Le Kenya signe un projet de loi sur la gestion des déchets, s'engageant à réduire les polluants climatiques à courte durée de vie du secteur

by CCAC secrétariat - 11 octobre 2022
Climate and Clean Air Coalition le financement a soutenu une équipe qui a rédigé le projet de loi, aidant à assurer une large contribution des parties prenantes et l'inclusion d'une expertise internationale.

Le Kenya a signé le Loi sur la gestion durable des déchets le 7 juillet, instituant le cadre juridique et institutionnel pour gérer durablement et efficacement les déchets du pays, une réalisation impulsée par la Climate and Clean Air Coalition (CCAC) a financé une équipe de consultants pour rédiger le projet de loi national sur la gestion des déchets afin de réduire SLCPs du secteur.

« Le CCAC a été l'étincelle qui a tout déclenché », a déclaré Erika Rosenthal, une avocate en environnement qui faisait partie d'une équipe engagée par le CCAC travailler avec le Kenya pour réduire SLCPs dans le secteur des déchets. "Le CCAC venir et pouvoir rassembler les connexions de leur réseau… c'était vraiment important. L'échange entre pairs à l'intérieur du continent, le soutien politique au niveau CCAC réunions annuelles, tout cela signifiait que CCAC joué un rôle essentiel pour permettre à ce projet de loi d'aller de l'avant », a déclaré Rosenthal. 

Le CCAC financé une équipe composée de consultants du Centre pour la politique de l'air pur (CCAP) et Justice de la Terre pour aider à renforcer les capacités nationales en matière de gestion des déchets et rédiger un projet de loi en utilisant une grande variété de contributions des parties prenantes pour assurer une mise en œuvre réussie à long terme.

L'échange entre pairs à l'intérieur du continent, le soutien politique au niveau CCAC réunions annuelles, tout cela signifiait que CCAC joué un rôle essentiel pour permettre à ce projet de loi d'aller de l'avant. »
Erika Rosenthal

La gestion durable des déchets est vitale au Kenya, dont la capitale, Nairobi, abrite l'une des plus grandes décharges à ciel ouvert du monde, la décharge de Dandora, qui pollue les cours d'eau et l'air de la ville. La décharge crée des conditions dangereuses pour les milliers de personnes qui vivent à côté de la décharge et des conditions de travail dangereuses pour les milliers de récupérateurs chargés de la gérer de manière informelle. On estime que seulement 10 % des déchets au Kenya sont recyclés ou compostés, le reste atterrissant dans des décharges ou collecté sur le bord des routes. 

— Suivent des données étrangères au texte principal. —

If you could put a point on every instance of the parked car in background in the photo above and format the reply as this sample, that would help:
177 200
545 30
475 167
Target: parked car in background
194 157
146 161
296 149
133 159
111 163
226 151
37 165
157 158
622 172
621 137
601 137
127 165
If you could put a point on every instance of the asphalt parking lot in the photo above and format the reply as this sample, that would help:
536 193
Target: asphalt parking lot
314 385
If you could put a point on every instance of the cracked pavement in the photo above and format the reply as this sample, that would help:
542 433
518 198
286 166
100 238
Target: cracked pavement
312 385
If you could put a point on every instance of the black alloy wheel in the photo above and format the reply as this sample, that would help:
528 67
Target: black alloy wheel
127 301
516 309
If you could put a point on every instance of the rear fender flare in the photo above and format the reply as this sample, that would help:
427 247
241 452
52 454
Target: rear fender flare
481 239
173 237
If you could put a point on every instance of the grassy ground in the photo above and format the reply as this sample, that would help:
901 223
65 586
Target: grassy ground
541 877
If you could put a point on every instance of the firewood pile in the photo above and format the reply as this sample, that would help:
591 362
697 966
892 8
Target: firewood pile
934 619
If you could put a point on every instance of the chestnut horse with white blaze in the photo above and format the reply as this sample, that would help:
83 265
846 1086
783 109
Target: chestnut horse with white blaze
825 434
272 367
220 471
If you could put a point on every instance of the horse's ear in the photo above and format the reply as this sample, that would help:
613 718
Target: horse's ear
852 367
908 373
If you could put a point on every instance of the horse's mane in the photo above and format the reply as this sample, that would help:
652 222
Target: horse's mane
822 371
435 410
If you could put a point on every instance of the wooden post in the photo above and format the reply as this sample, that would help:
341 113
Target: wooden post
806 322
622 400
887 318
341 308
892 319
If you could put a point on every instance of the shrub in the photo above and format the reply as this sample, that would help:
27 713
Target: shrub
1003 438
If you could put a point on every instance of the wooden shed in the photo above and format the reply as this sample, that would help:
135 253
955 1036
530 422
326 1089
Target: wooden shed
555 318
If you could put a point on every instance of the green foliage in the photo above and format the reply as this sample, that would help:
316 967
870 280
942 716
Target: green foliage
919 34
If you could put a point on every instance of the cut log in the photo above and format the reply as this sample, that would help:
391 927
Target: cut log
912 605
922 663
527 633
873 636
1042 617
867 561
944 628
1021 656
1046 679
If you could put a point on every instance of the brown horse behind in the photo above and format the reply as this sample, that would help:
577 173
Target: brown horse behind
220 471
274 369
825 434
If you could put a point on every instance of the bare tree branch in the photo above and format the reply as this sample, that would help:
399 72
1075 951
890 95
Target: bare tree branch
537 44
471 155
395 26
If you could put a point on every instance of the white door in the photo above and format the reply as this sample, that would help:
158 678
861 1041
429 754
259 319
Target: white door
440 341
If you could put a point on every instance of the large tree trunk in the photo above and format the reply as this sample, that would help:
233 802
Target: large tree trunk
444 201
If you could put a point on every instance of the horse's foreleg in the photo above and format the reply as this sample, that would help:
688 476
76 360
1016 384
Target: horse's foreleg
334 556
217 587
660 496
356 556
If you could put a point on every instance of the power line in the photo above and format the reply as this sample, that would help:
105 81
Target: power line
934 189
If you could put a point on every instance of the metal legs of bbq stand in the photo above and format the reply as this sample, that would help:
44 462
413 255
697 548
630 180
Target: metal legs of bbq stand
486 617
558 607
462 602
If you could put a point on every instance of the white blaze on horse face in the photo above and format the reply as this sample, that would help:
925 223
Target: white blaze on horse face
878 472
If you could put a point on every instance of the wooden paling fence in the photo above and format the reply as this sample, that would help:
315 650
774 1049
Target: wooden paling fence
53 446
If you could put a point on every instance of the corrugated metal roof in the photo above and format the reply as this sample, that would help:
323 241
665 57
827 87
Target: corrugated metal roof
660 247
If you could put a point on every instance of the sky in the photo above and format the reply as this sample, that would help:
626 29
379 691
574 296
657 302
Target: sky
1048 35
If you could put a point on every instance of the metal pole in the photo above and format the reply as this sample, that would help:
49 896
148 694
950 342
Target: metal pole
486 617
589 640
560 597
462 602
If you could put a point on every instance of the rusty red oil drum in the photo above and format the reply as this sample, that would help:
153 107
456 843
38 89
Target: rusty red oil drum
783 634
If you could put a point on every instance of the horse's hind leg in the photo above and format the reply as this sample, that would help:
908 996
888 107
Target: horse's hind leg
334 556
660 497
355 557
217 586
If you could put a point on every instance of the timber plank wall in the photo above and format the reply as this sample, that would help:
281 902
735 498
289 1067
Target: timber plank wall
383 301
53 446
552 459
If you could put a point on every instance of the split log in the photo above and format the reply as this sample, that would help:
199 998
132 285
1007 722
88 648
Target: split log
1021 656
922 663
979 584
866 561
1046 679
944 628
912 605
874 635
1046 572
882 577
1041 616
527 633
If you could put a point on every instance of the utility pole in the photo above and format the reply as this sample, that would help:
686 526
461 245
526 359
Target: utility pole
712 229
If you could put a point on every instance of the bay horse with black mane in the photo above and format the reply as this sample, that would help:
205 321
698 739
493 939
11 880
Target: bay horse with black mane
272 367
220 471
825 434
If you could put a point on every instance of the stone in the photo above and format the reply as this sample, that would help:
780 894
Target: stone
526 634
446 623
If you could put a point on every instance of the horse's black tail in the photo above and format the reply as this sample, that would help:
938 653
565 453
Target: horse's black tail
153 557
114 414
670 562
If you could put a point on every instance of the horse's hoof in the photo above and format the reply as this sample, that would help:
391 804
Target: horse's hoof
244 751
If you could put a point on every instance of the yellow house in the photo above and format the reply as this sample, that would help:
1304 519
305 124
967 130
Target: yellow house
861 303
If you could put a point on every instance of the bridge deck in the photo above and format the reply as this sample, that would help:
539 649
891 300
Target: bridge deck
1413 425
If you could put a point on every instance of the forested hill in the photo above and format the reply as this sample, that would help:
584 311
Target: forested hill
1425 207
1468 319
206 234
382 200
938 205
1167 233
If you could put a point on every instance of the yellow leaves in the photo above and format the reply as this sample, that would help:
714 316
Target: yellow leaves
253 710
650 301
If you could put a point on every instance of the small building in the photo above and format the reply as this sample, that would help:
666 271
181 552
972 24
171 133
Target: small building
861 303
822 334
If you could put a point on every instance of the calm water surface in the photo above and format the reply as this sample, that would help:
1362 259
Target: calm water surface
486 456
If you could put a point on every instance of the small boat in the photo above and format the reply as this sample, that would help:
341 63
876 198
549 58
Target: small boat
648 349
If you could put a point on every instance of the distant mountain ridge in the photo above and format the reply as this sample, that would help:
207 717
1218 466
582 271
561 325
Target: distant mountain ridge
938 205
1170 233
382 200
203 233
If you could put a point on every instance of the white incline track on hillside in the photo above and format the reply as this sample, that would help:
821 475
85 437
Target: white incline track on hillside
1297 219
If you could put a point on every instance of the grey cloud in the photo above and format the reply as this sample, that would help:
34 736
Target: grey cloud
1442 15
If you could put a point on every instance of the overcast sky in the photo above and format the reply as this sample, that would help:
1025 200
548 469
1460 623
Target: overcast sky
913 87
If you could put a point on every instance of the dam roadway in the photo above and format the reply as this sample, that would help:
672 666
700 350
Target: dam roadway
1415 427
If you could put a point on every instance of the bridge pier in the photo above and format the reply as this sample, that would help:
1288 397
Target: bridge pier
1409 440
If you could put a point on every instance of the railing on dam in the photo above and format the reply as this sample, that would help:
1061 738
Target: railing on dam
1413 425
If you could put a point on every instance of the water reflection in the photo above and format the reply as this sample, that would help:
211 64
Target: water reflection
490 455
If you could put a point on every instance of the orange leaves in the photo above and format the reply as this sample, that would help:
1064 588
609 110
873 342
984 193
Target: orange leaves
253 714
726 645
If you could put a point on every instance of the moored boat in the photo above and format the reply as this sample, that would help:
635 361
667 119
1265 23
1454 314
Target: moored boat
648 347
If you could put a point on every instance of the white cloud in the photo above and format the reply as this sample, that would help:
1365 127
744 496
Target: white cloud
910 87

«Il y a d'énormes et horribles problèmes de santé publique autour de ces grandes décharges ouvertes et incontrôlées dans toutes les grandes mégapoles d'Afrique et dans de nombreux endroits du monde – elles créent d'énormes problèmes de qualité de l'air et de contamination de l'eau, ainsi que la libération de méthane et de noir. carbone dans l'atmosphère », a déclaré Rosenthal.

Le CCACLe travail de sur la gestion des déchets est au cœur du travail de la coalition pour réduire polluants climatiques à courte durée de vie (SLCPs), de puissants forceurs climatiques qui durent beaucoup plus longtemps que le dioxyde de carbone et ont un potentiel de réchauffement beaucoup plus élevé. Méthane est l'un des plus dangereux SLCPs car il est responsable de 40 pour cent du réchauffement depuis la révolution industrielle. Il entraîne également une augmentation de la pollution par l'ozone troposphérique, qui est responsable de plus d'un million de décès prématurés chaque année. Les déchets sont responsables de 18% des émissions de méthane d'origine humaine, ce qui fait des factures comme celles du Kenya un élément extrêmement important du maintien d'une planète habitable. 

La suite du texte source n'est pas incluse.